New analysis shows heavy financial cost and heavy energy cost
A new study by BYU engineers shows just how much it will cost, and how much energy it will take, to save the Great Salt Lake by pumping water in from the Pacific Ocean.
The analysis finds that pumping just one-third of the water needed to restore the Great Salt Lake through a single large-diameter pipeline from the ocean would require 400 megawatts of electricity — an amount equivalent to that produced by a large power plant — and a whopping 11% of Utah’s annual electricity demand.
It would also cost over $300 million annually to operate the system, according to what authors said are very conservative estimates, and would emit nearly one million metric tons of carbon dioxide each year, the equivalent to the emissions of 200,000 passenger vehicles. That is all on top of the likely multibillion-dollar cost to build the pipeline.
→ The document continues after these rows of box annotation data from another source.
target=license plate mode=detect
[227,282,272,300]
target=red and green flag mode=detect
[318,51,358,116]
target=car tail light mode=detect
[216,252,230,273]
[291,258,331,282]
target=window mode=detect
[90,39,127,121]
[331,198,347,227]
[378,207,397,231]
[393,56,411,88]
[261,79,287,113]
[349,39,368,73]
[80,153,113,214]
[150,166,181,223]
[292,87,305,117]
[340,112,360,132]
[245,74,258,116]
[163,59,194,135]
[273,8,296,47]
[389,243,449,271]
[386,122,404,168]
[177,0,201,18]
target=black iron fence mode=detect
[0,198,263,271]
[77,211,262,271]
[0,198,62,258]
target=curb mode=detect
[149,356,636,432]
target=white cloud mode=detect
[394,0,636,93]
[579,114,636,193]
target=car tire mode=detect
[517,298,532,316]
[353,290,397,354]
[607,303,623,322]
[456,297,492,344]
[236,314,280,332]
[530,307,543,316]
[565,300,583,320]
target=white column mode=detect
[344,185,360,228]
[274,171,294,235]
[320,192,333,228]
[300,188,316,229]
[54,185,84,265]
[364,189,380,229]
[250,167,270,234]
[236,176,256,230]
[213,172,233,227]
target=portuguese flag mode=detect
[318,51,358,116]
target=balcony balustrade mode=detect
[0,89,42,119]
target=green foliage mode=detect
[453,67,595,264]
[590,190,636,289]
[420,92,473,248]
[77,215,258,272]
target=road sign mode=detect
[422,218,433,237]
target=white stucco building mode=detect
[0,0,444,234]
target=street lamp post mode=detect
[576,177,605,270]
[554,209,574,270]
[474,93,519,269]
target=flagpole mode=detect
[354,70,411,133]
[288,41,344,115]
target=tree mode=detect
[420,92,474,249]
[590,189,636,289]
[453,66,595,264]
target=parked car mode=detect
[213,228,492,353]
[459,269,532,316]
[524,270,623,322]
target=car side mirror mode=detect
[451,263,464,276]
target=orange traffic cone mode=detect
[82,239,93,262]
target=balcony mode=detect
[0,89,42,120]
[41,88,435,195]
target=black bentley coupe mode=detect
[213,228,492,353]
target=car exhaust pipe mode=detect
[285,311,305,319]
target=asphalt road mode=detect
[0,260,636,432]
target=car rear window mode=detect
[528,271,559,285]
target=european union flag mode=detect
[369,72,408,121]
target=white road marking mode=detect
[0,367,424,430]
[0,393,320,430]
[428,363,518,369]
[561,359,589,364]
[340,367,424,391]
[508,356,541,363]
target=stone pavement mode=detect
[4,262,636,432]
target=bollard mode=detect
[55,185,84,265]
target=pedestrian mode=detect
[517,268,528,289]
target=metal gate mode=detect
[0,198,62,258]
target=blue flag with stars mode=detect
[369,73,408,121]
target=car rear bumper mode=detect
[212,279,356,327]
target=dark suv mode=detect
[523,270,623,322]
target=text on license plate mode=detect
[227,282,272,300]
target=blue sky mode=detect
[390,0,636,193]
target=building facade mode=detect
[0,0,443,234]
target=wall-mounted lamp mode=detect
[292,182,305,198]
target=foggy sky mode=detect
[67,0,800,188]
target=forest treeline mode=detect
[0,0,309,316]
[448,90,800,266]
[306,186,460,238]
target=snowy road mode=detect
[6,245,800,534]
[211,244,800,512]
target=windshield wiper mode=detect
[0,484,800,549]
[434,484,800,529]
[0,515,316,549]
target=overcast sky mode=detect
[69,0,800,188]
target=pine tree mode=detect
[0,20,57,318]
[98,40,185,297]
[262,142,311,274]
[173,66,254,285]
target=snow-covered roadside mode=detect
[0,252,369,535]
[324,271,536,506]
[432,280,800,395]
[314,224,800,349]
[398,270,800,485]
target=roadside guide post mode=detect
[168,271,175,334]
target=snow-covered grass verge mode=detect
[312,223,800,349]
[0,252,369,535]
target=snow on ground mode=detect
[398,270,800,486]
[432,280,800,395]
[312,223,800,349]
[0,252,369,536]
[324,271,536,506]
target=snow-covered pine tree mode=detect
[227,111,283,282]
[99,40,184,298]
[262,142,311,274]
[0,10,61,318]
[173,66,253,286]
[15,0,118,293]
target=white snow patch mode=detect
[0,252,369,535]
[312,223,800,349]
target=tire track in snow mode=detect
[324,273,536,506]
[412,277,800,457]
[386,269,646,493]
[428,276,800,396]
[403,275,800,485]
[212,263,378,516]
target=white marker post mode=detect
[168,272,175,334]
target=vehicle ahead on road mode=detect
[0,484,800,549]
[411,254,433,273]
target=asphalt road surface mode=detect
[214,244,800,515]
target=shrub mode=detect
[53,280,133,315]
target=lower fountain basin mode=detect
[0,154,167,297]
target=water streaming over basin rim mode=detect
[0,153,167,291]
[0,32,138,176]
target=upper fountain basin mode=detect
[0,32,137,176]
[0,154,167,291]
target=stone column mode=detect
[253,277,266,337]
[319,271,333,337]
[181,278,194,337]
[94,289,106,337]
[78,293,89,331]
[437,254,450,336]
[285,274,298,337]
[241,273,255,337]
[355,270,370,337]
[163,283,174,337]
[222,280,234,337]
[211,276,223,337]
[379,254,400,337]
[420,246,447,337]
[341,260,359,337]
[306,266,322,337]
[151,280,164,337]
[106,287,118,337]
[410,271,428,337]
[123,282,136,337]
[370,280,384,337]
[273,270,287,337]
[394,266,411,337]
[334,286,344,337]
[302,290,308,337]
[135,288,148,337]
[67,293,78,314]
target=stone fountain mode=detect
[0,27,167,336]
“The figures could easily triple with a longer pipeline route, mountainous terrain, higher flows, multiple pipelines or less efficient pumps,” said Rob Sowby, BYU professor of civil engineering and lead author on the analysis. “To put it mildly, there are serious challenges to this approach.”
The Great Salt Lake has receded significantly in recent years, reaching an all-time low in 2022. A potential pipeline from the Pacific Ocean is one of many alternatives proposed to rescue the lake. The pipeline would have to pump water roughly 600 miles inland with an elevation gain of 4,200 feet, not accounting for additional complications to traverse major mountain ranges along the route.
Sowby and fellow BYU professors Gus Williams and Andrew South used fundamental equations of hydraulics and pump equations for power demand to compute the energy needed to lift water from sea level to lake level and overcome friction. But their estimate doesn’t include any additional costs for planning, land acquisition, design, construction, permitting, finance or other maintenance costs.
“While the idea sounds extreme, so are the circumstances, some argue, and all options should be kept open,” Williams said. “That said, we’re not providing an opinion on the necessity or feasibility of such a project; our analysis is to inform Great Salt Lake stakeholders, decision makers and the public on what the costs could be.”
While the authors don’t offer up their opinions on the feasibility of this option in this paper, Sowby has shared his thoughts in a separate opinion piece published in September in the journal Earth.
He said policymakers should first look to alternatives within the watershed. In his opinion, Utah already has the resources here at home to restore the lake, but it will take a paradigm shift in water resource planning in Utah: instead of letting water demands dictate water policy, he said, water supply must dictate planning.
“After years of neglect, the Great Salt Lake is starving not just for water but for attention,” Sowby said. “Facing an environmental crisis, we are compelled to rethink our relationship with the Great Salt Lake, to treat it like the precious asset it is rather than as a casual afterthought.”